FAYETTEVILLE, Ark. (KNWA) — A historic farmstead is closer to being restored.

Samuel and Matilda Woolsey built their home on the west side of Broyles Avenue in 1842 and raised their family of 13 children.

They were some of the earliest settlers of European descent in Washington County.

The Woolsey Farmstead Project involves restoring the home originally built on the property as well as its remnants.

A smokehouse, a cemetery, and a collapsed sweet potato house are some of the only things left behind by the Woolsey family.

The last five years, the project has been cleaning the area and keeping the nearly 180 year old home from collapsing on itself.

Fayetteville Facilities Manager Wade Abernathey said the historical value of the property is why he is taking on the Woolsey Farmstead Project.

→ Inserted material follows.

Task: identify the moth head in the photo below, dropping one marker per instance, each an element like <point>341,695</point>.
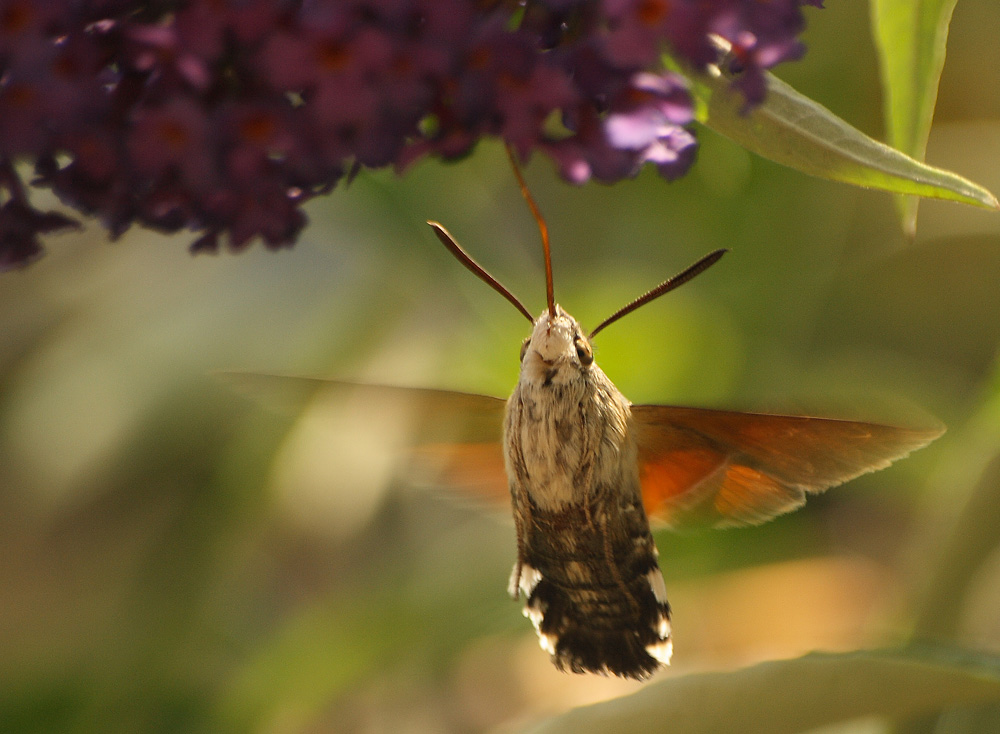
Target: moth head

“We’ve got an opportunity to preserve history, and to share the history and for folks to experience the history,” he said.

Abernathey said this project is a way to educate others by making the area a teaching farm.

“My favorite part is the reconstruction of the house and ultimately the out buildings,” he said.

The first phase is ongoing with the council’s approval of a $84,000 multiphase contract over the next two years.

“The city is excited, our committee members are excited and a lot of the public is excited to see this go forward,” Abernathey said.